Introduction / Context:
Bent-up (cranked) bars are used to control shear near supports and to anchor tension steel efficiently. Estimators need a practical rule to add the extra length contributed by two 45° bends that raise and then return the bar over an effective depth d.

Given Data / Assumptions:

• Effective horizontal length of the bar = L.
• Crank rises through vertical d at 45° (and returns similarly).
• Standard detailing approximations are acceptable for bar length calculations.

Concept / Approach:
The true inclined length to traverse depth d at 45° is d / sin 45° = d * √2 ≈ 1.414 d.

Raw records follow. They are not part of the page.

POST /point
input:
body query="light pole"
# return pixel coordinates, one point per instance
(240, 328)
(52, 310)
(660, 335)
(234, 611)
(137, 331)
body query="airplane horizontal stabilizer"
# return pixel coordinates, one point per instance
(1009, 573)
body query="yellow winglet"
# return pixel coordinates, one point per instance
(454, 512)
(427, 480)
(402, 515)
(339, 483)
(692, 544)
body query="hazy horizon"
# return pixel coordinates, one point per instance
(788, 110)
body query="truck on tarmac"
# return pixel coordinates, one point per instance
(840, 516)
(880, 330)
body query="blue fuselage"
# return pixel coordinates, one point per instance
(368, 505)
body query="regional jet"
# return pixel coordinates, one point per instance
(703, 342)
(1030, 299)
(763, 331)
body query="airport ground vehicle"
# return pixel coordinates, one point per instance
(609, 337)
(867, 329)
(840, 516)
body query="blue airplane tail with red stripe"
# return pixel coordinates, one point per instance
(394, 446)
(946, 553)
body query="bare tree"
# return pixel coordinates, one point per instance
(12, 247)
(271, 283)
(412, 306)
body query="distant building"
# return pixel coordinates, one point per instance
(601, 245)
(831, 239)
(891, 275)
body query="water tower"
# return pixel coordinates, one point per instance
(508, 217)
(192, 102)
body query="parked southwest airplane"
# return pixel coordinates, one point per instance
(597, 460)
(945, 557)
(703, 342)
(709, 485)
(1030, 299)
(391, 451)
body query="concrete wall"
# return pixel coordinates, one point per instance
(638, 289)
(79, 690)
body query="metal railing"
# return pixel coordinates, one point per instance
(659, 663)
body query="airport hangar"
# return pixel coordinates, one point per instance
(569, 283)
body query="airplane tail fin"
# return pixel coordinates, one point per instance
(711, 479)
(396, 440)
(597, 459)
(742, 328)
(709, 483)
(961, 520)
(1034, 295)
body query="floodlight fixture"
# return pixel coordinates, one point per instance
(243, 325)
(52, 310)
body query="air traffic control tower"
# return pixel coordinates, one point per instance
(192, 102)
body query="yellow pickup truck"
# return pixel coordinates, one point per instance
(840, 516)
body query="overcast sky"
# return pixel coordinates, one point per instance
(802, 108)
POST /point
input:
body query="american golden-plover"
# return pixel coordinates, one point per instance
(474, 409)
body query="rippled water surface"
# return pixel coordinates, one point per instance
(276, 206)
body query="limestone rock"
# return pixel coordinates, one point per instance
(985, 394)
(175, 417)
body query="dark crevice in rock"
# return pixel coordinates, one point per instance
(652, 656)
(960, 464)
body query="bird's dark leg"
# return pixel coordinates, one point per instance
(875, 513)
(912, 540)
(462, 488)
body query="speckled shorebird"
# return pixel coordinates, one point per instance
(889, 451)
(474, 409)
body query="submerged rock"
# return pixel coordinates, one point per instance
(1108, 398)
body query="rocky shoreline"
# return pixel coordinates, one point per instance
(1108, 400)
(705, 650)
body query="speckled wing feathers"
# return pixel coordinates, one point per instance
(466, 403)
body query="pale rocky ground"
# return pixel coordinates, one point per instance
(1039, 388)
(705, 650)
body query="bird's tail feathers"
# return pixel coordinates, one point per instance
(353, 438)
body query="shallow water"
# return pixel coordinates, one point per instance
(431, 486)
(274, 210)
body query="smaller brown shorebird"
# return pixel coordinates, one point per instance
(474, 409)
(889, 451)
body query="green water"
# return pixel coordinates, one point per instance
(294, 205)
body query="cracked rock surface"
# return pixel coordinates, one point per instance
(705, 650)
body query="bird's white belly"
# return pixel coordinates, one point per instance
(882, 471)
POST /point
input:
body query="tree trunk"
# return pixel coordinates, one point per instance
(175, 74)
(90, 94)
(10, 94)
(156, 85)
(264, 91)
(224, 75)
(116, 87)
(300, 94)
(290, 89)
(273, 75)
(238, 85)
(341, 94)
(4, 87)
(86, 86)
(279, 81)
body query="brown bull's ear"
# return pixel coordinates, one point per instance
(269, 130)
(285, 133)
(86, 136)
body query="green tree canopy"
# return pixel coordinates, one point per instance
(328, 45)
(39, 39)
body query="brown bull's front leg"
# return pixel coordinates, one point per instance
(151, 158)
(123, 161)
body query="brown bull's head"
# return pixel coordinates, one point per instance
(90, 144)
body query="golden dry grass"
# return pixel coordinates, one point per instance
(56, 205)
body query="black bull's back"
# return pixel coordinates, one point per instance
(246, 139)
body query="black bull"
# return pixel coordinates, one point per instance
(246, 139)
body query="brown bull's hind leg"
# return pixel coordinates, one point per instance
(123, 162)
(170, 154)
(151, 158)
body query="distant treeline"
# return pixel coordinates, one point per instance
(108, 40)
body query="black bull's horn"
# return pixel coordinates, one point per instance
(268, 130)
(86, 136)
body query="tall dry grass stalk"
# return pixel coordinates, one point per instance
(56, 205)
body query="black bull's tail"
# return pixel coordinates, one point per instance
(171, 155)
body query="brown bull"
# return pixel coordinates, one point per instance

However, as the horizontal projection already counts d (since tan 45° = 1), practical estimation uses an empirical addition of approximately 0.42 d per crank to account for the extra length beyond the horizontal projection, bend curvatures, and allowances.

Step-by-Step Solution:
1) Two cranks (up and down) occur: total extra allowance ≈ 2 * 0.42 d = 0.84 d.2) Bar length = horizontal L + crank allowances = L + 0.84 d.3) Hence, adopt L + 2 × 0.42 d per standard estimation practice.

Verification / Alternative check:
Comparing with exact geometric surplus (2 * (√2 − 1) d ≈ 0.828 d) shows the 0.84 d allowance is a close, conservative approximation including bend curvature.

Why Other Options Are Wrong:

• L + 0.42 d: Only accounts for one crank, not two.
• Negative adjustments (options C and D) contradict the added length due to bending.

Common Pitfalls:

• Forgetting to include both up and down crank allowances.
• Omitting extra length for hooks/anchorage where specified separately.

Final Answer:
L + 2 x 0.42 d.